On May 11, 2018, the Dutch Deputy Minister of Finance published a new Transfer Pricing Decree, dated April 22, 2018 (no. 2018-6865). This decree replaces the Transfer Pricing Decree of November 14, 2013 (no. IFZ 2013/184M). The 2015 OECD BEPS Actions Plans and update of the 2017 OECD Transfer Pricing Guidelines are incorporated in this new decree.
There is consensus among the OECD member countries with regard to the arm’s length principle as contained in Article 9 of the OECD Model Tax Convention. The arm’s length principle has also been described in the OECD Commentary to Article 9 of the OECD Model Tax Convention and the 2017 OECD Transfer Pricing Guidelines. In 2002, the Netherlands codified the arm’s length principle in Article 8b of the Dutch Corporate Income Tax Act 1969.

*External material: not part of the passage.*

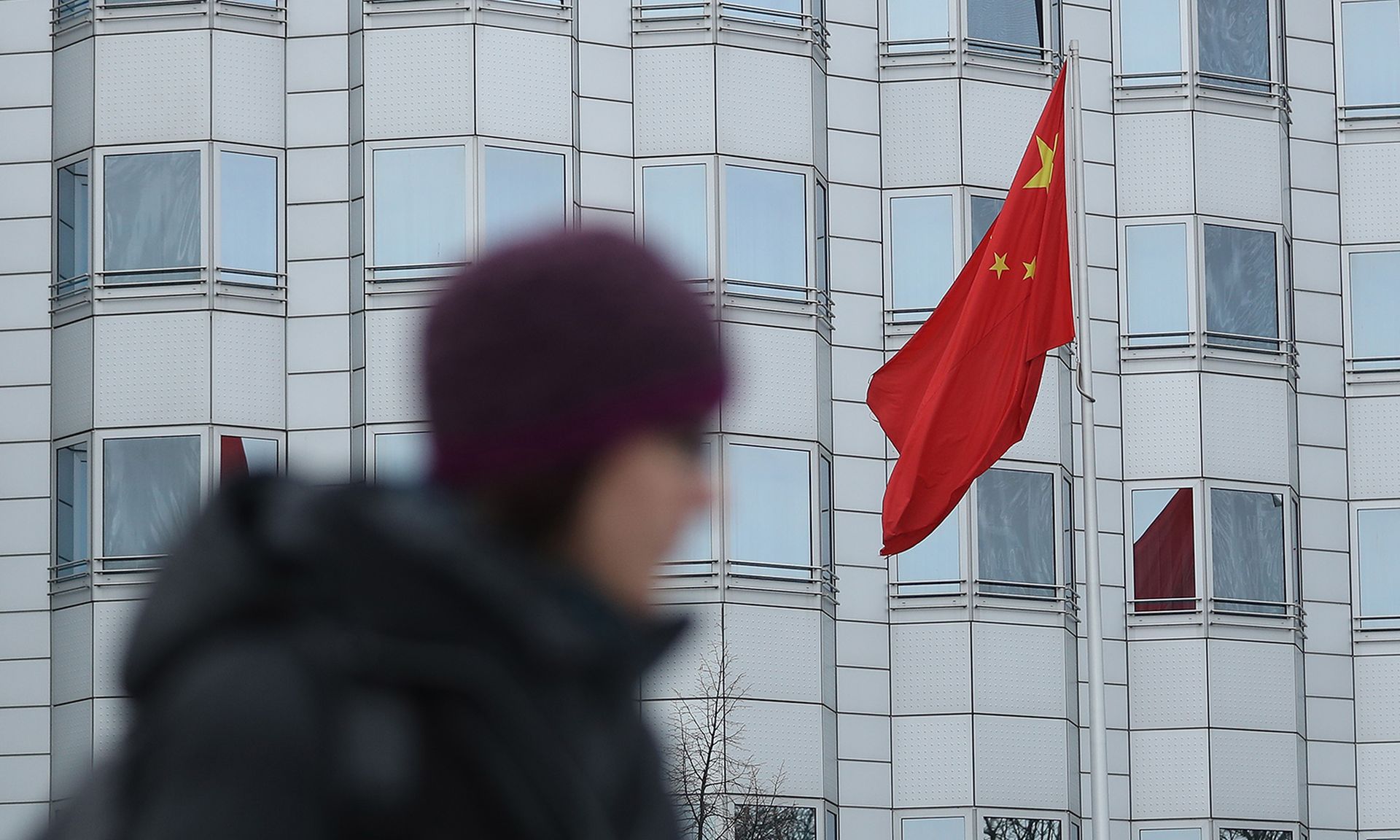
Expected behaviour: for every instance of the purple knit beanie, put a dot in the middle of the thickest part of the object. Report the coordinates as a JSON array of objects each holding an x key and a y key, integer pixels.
[{"x": 555, "y": 348}]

The new Dutch Transfer Pricing Decree provides insight into the interpretation of the arm’s length principle. This decree particularly concentrates on aspects where the 2017 OECD Transfer Pricing Guidelines leave space for domestic interpretation. The main differences between the 2013 and 2018 Dutch Transfer Pricing Decrees are listed below where between the brackets it is indicated if a new paragraph has been added as well as the location of where the main differences have been referenced:

  • Clarification of the process under which inter-company transactions are to be characterized, with the aim to fully reconcile to the actual value creation within an MNE (section 2.1);
  • Further explanation with respect to the application of transfer pricing methods in specific situations with more focus on risk and IP management functions and providing guidance on valuation methods (throughout various sections);
  • Amendments with regard to the section on the pricing of intangible assets at the moment when the valuation is highly uncertain (section 5.2);
  • Clarifications on hard-to-value intangible assets (new paragraph) providing guidance on acceptable deviations in projections and a five-year monitoring period (section 5.3);
  • Clarifications on the purchase of shares in an unrelated party, followed by a business restructuring (new paragraph) and in particular when IP is transferred to a different group company (section 5.4);
  • Amendments allowing a simplified determination of arm’s length charges with regard to “low value adding services” applying a mark-up of 5%. It is also stipulated that such services may under certain conditions be charged at cost (section 6.3);
  • Textual amendments to better align the terminology used with the terminology as used in the 2017 OECD Transfer Pricing Guidelines (throughout various sections).